London is a city of museums both grand and small. While they are all suitable for people of all ages, what we have here is a selection that we feel the younger ones will especially enjoy.
A museum to buses and trams
The London Transport Museum is a repository of public transportation vehicles used throughout London’s modern history. The collection began in the 1920’s with Victorian-era horse buses and a B-type motor bus. It has since grown and is housed today in what was the Flower Market at Covent Garden. It was built in the Victorian architecture style that can also be observed in 19th century railway stations.
The stars of the collection are the buses, trains and trams which once plied the streets of London. The collection includes the locomotive for the earliest underground railway, which commenced operations in the middle of the 19th Century. Apart from the vehicles, the museum also exhibits a collection of equipment such as the bus conductor’s ticket machine, uniforms worn by staff, miniature models public transport vehicles, information posters and maps and bus stop signs.
The children’s museum
What better museum to bring children to than the Museum of Childhood at Bethnal Green.

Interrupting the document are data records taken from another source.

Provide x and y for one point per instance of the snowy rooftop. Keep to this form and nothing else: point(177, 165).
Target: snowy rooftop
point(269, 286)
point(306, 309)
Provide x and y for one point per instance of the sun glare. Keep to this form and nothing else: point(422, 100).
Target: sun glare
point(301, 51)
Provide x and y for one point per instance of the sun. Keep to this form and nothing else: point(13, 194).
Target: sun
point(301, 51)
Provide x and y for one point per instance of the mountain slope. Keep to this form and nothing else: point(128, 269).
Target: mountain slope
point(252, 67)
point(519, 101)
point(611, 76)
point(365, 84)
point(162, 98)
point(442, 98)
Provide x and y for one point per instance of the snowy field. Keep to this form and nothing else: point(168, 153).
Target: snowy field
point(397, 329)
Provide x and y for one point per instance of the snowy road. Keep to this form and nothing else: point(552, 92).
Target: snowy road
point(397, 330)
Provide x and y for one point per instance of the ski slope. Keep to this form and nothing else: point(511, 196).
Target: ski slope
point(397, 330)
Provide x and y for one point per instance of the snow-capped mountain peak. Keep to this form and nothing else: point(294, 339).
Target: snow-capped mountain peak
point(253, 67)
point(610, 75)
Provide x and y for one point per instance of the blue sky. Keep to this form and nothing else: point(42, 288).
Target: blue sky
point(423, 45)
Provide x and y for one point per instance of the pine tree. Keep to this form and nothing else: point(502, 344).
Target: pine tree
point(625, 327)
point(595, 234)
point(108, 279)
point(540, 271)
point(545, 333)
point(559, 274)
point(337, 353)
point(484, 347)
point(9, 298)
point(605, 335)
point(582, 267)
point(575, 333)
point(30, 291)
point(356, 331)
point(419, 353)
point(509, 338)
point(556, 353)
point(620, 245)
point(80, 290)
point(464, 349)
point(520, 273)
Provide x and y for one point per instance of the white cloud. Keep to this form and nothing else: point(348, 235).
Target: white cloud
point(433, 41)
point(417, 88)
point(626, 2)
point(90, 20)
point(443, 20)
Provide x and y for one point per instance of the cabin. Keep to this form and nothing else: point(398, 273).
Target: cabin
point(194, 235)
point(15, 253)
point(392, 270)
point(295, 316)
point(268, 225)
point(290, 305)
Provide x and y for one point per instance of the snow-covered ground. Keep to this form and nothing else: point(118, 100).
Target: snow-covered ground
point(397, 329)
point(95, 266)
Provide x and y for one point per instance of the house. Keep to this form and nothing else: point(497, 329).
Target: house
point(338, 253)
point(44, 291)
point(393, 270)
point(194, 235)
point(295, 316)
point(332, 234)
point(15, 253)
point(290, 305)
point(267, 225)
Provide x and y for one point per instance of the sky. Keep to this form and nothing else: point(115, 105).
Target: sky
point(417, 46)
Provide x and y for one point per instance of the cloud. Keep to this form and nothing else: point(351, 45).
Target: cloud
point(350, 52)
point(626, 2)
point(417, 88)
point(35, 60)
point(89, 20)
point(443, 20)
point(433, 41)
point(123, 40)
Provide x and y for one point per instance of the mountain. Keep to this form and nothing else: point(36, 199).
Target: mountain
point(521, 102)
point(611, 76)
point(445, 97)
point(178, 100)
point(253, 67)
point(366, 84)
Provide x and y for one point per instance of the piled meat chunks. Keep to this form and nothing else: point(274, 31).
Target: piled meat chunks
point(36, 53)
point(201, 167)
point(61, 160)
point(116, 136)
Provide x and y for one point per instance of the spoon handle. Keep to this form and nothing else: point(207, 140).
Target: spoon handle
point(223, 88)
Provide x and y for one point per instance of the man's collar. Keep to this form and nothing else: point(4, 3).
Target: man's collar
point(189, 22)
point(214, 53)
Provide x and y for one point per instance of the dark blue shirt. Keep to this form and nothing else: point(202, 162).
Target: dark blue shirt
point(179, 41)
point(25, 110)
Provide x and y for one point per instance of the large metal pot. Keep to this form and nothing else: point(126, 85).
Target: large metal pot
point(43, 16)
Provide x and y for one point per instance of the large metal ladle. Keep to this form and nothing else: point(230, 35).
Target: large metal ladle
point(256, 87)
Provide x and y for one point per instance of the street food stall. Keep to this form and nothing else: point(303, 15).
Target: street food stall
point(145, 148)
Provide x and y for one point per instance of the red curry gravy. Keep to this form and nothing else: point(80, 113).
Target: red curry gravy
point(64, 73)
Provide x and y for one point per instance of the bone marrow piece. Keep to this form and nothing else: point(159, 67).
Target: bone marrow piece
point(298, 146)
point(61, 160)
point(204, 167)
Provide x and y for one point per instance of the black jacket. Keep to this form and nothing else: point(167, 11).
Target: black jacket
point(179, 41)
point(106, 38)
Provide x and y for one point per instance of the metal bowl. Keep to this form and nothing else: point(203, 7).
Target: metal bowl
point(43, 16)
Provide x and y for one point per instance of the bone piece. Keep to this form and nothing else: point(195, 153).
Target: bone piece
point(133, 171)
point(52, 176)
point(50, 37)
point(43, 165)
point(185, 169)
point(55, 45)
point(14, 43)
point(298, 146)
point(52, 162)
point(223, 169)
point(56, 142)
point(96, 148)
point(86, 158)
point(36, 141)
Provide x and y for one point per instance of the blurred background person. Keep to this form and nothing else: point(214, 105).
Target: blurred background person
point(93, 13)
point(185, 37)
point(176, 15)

A branch of the Victoria and Albert Museum, the Childhood Museum was originally dedicated to animal and food products. However, as time went by, the focus shifted to children and childhood material. It has operated as a dedicated museum about childhood since 1974.
With a collection of teddy bears, dollhouses, moving toys, traditional Punch & Judy puppet theatres and dolls, the Childhood Museum will offer informative exhibits which could help your children gain a better insight how many of the games we play have evolved over time. The collection is, of course, not only dedicated to play but also displays baby and children’s clothing, nursery room furniture and baby equipment.

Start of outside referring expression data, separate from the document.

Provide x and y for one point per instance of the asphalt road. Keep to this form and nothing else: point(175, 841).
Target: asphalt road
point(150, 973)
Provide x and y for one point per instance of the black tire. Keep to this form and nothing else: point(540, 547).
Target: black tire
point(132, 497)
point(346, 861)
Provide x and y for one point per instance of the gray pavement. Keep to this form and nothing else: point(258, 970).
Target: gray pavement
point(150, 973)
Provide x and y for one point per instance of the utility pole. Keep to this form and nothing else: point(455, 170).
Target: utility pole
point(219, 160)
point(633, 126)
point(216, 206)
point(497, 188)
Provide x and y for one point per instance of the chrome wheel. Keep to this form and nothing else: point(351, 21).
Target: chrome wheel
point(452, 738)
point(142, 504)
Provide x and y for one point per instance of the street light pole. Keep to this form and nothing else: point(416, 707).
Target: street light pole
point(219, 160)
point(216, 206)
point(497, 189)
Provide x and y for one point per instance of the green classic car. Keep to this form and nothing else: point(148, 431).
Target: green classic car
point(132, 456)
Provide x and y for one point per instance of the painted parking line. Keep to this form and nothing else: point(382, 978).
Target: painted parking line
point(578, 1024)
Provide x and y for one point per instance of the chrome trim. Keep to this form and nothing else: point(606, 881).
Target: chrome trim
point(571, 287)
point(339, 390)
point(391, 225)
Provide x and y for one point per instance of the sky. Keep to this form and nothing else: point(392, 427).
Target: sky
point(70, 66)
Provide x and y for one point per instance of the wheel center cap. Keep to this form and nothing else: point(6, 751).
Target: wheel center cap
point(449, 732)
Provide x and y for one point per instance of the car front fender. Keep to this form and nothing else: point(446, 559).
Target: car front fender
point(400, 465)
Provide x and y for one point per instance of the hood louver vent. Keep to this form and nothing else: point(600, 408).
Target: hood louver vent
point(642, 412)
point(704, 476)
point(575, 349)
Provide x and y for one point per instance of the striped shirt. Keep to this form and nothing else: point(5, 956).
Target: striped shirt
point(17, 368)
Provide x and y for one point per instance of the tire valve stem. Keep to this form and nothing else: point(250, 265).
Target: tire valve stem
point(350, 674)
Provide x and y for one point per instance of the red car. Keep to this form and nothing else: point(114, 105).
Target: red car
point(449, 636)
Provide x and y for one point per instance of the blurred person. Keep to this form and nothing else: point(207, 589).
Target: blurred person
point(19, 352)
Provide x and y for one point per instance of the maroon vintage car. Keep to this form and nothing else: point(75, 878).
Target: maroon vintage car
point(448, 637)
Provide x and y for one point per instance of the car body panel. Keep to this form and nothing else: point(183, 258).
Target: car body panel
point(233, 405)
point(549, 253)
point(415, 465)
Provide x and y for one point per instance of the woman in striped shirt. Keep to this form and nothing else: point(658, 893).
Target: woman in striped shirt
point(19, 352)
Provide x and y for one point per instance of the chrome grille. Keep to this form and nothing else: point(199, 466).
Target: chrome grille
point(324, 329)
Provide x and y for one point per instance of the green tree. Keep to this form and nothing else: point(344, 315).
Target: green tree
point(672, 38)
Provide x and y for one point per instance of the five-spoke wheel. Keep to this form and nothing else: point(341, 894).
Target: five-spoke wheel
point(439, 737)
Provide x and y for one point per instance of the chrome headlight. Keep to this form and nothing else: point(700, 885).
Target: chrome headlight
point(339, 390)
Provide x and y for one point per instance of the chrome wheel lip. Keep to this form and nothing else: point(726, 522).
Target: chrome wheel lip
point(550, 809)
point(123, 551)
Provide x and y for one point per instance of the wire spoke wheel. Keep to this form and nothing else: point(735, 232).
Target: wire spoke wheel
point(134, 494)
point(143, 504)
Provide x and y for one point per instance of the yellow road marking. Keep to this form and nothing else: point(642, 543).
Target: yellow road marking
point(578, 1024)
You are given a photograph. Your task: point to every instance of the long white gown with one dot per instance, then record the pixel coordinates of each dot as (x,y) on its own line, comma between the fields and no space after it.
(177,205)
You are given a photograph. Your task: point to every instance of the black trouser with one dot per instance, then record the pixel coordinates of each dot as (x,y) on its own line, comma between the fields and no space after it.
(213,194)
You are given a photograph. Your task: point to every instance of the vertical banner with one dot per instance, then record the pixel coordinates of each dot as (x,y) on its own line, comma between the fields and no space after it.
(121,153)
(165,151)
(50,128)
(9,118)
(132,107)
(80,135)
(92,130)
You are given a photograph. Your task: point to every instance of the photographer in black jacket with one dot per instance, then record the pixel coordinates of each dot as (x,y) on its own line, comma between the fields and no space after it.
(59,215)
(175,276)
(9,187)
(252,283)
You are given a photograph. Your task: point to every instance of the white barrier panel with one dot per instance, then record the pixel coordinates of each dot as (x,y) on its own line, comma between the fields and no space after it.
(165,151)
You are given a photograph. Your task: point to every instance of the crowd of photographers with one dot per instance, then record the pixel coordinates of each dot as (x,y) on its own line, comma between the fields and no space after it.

To entertain as well as to inform your child, the museum organises a series of daily activities such as arts and crafts, music and dance, as well as puppetry performances by staff. The museum today is also dedicated to a study of childhood in foreign cultures, so you can learn together with your child how children across the world are different and yet at the same time share similarities.
Waxing lyrical about the celebrated, the hideous and the infamous
A must see for children and adolescents in London is Madame Tussaud’s and London Planetarium. The wax museum at Madame Tussaud’s now has branches in Hong Kong, Amsterdam, New York and Las Vegas, but the London gallery remains the first one that comes to mind when you mention Madame Tussaud to the casual listener.

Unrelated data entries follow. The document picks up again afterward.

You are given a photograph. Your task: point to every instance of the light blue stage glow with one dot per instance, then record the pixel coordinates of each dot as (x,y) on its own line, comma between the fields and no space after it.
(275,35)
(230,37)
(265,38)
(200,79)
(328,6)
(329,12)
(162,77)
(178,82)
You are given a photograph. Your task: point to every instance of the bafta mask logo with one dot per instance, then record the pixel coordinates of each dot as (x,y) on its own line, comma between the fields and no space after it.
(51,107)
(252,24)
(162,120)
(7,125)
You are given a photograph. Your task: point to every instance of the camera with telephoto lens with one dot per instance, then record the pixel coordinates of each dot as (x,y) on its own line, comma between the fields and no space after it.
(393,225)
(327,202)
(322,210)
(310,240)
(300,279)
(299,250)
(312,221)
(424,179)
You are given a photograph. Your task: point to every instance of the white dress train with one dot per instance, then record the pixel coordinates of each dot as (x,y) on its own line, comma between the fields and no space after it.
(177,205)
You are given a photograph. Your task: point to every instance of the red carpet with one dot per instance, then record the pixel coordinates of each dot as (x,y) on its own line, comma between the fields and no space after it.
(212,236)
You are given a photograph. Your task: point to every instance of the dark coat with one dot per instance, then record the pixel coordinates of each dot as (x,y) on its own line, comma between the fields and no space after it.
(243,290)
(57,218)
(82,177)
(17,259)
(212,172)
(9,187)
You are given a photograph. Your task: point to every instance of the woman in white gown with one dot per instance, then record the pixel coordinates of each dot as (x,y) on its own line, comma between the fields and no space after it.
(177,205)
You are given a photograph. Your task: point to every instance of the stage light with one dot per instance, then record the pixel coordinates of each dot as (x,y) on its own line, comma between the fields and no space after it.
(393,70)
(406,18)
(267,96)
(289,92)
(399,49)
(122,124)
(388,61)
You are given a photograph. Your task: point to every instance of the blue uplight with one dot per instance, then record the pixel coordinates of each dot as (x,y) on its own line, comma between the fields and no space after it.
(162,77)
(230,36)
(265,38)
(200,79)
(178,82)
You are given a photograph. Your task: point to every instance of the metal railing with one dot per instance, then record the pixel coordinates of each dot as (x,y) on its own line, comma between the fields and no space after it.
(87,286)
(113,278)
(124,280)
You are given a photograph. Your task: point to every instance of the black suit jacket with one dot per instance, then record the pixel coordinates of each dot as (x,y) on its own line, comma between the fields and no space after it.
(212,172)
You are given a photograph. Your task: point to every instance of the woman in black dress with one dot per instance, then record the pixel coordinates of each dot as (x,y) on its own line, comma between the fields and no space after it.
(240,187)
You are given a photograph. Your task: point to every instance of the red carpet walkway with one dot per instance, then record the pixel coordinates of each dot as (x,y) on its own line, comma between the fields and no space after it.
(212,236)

The wax museum was founded by Madame Tussaud, born Marie Grosholz. She learnt the art of wax modeling from Phillippe Curtius, who opened a wax museum in Paris in 1770. After his death, Marie inherited some of Curtius’ collection and later moved to London. She had been making wax models of heads cut off by the guillotine during the Reign of Terror in Paris. Today, new models must meet high standards and must be visually indistinguishable from the real life persons who pose for the wax models, before the models can be publicly displayed.
Her wax collection found a permanent home in Marlyebone Road, London. The collection today is famous for its figures of political figures, movie and rock stars, artists, and historical displays such as Henry VIII and his wives. A particularly gruesome exhibit for which Tussaud’s is famous is the Chamber of Horrors. This section contains exhibits of medieval torture and 19th century prisons, portraits of convicted murderers and reproductions of historical assassinations.
The London Planetarium is adjacent to the wax museum. Over forty years old now, it presents a show of the cosmos with voyages across the solar system, other star systems and also brings to you a close encounter with cosmic phenomena.
London Transport Museum – open 10 am — 6 pm daily, 11 am — 6 pm on Fridays, closed on 24, 25 and 26 December. Admission is £5.95 for adults, free for children under 16.
Bethnal Green Museum of Childhood – open 10 am — 5 pm, every day except Fridays, closed on 24, 25, and 26 December, and 1st January. Admission is Free.
Madame Tussaud’s — different pricing applies on different days. Free admission for children under five. Opening hours generally between 9.30 am — 5.30 am, varying at different times of the year and on the days of the week.